Far too many lawyers are reluctant to expend the time or energy probing how existing laws can be challenged to defeat pending cases.
However, the successful representation of clients is based upon these very details that can be unearthed from a pre trial discovery investigation. Although many pre trial dismissals are secured by more “exciting” means such as breaking down witness testimony or the actual discovery of a key piece of evidence, it is often the painstaking effort to find a defect in the way a law is worded that can carry the day on behalf of an appreciable client.
Within the context of the defense of dui prosecutions, a critical understanding of traffic codes and a willingness to challenge their application can become a key component to a winning legal defense. Even though such challenges may not always be available, I believe that it is the lawyer’s willingness to challenge the application of law on behalf of a client that ultimately determines the best lawyers from the legal pretenders.
One case recently decided by the Indiana Court of Appeals this year speaks to such imaginative efforts; a legal motion that some lawyers may scoff at, while winning lawyers are more prone to appreciate.
The facts at issue are extremely significant to dui defense cases, for it is the proper application of traffic laws that almost always serve as probable cause for later arrest.
The case involved an individual who challenged his traffic conviction based upon the practical definition to be placed upon the term, “crossing the center line.”
In question for the appellate court in Pridemore V. State, was whether probable cause existed for a police officer to stop a vehicle for the traffic violation of driving left of center where all parties in the case agree that the Defendant’s tires never, in fact, “crossed” the center line.
Despite the above referenced agreed to facts, the court was to rule that the police officers had reasonable suspicion needed to lawfully stop the vehicle for crossing the center line between opposite lanes of travel.

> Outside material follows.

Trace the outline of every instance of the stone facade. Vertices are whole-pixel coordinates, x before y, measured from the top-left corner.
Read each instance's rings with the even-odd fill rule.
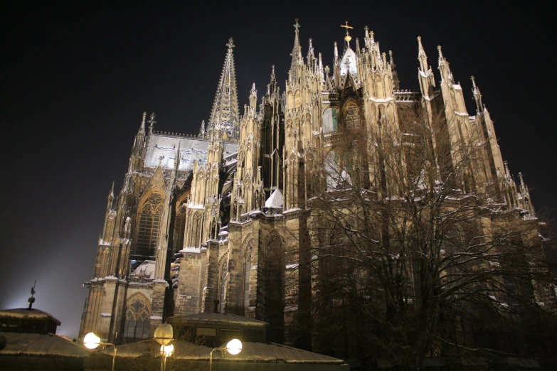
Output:
[[[157,132],[154,114],[146,127],[144,114],[122,190],[108,197],[80,338],[95,331],[117,343],[144,339],[169,316],[216,308],[268,322],[272,341],[309,348],[310,247],[319,243],[308,227],[312,177],[341,124],[388,123],[385,130],[400,131],[403,107],[420,107],[432,122],[444,117],[451,148],[478,141],[462,192],[495,188],[495,201],[515,210],[504,217],[536,222],[521,176],[515,183],[502,160],[475,81],[470,116],[440,47],[437,87],[418,38],[420,91],[409,92],[399,88],[392,53],[388,60],[367,28],[361,48],[347,34],[340,55],[335,43],[331,70],[311,39],[302,57],[298,26],[284,92],[273,66],[261,103],[254,85],[240,117],[230,39],[206,129]],[[378,181],[366,180],[370,187]],[[539,301],[550,294],[539,291]]]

The court stated that the Defendant had not presented authority for the legal assertion that the driving left of center statute only applies when and if the motorist drives within the opposite lane of travel. Yet, in my opinion the court offered what amounts to their own interpretation of state law in it’s decision as this was a case of what is called “first impression” or without legal precedent.
Citing that the legal statute clearly states that “a vehicle shall be driven upon the right half of the roadway,” it not so clearly concluded that despite never crossing the center line median, the mere touching of the center yellow line within the roadway was legally sufficient to satisfy a traffic violation for driving left of center.

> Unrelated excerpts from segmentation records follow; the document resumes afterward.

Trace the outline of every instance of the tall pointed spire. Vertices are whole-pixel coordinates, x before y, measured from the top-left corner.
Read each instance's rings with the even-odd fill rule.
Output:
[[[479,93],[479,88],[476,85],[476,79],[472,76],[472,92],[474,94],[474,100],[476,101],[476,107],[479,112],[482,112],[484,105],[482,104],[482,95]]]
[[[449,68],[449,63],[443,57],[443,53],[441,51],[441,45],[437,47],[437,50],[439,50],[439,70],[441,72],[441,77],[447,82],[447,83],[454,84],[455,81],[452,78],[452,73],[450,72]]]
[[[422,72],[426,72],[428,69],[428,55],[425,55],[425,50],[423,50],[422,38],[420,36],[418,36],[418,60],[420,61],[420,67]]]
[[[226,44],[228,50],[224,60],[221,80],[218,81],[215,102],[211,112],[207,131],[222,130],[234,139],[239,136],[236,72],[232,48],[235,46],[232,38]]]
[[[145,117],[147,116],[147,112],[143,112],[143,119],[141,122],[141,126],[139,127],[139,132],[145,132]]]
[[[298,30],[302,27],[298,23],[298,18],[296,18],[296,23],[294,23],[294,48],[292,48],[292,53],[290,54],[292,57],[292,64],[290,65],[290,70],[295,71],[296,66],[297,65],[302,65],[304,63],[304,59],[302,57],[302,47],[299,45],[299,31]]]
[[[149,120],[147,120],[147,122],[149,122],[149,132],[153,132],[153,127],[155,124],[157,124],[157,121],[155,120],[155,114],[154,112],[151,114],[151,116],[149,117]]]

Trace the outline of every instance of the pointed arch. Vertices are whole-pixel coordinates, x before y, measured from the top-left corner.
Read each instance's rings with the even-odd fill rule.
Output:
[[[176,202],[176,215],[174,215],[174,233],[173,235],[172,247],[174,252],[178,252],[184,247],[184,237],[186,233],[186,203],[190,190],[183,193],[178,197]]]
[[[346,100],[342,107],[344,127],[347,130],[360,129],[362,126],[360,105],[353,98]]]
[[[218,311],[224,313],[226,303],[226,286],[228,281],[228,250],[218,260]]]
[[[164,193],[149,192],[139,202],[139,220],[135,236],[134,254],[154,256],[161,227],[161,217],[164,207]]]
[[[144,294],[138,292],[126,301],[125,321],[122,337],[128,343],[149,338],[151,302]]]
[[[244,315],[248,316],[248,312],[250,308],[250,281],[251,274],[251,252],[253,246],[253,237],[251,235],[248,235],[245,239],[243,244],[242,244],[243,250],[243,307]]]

Now, unless later overturned, this decision can today be put forth as legal authority for the proposition in Indiana that a motorist is not operating on the legal side of the roadway if tires are in any way to touch the median and/or center lines of a roadway, despite at no point actually operating in the opposite lane of travel.
Sound boring or trivial? It is hardly insignificant or boring when a lawyer can convey to a client that their case has been dismissed based upon a creative legal argument not before put forward. I would therefore submit that the results of such often tedious yet successful work is in no way boring but exciting when considering the favorable impact such efforts can have on a client’s behalf.
These efforts are especially gratifying when used to stifle far more serious criminal violations that would have never been prosecuted had it not been for a mere traffic infraction successfully challenged.
It is my firm opinion that the legal challenge put forward in Pridemore V. State clearly served as a reasonable basis for appeal. In fact, it is my assessment that had a different court of appeal examined the same set of circumstances a different decision could have reasonably been handed down.
Unfortunately, the practical implications of such a ruling often supersede the merits of the actual case being decided. In other words, some would suggest that in many of these fact sensitive cases, the risk of courts in Indiana being bombarded with appeals seeking to dismiss similarly situated criminal traffic citations due to this renewed interpretation of crossing the center line outweighed the ability to find in this specific appellant’s behalf.
Challenging the proper legal application for a traffic infraction such as crossing the center line can never be spoken of as a trivial issue. It is precisely the successful challenge to how traffic violations are actually implemented that must be used as the most valuable of legal weapons in challenging the most seriously charged crimes. Criminal offenses not often otherwise available without a proper understanding of the lawful application of traffic offenses in Indiana and whatever other state law is to be interpreted.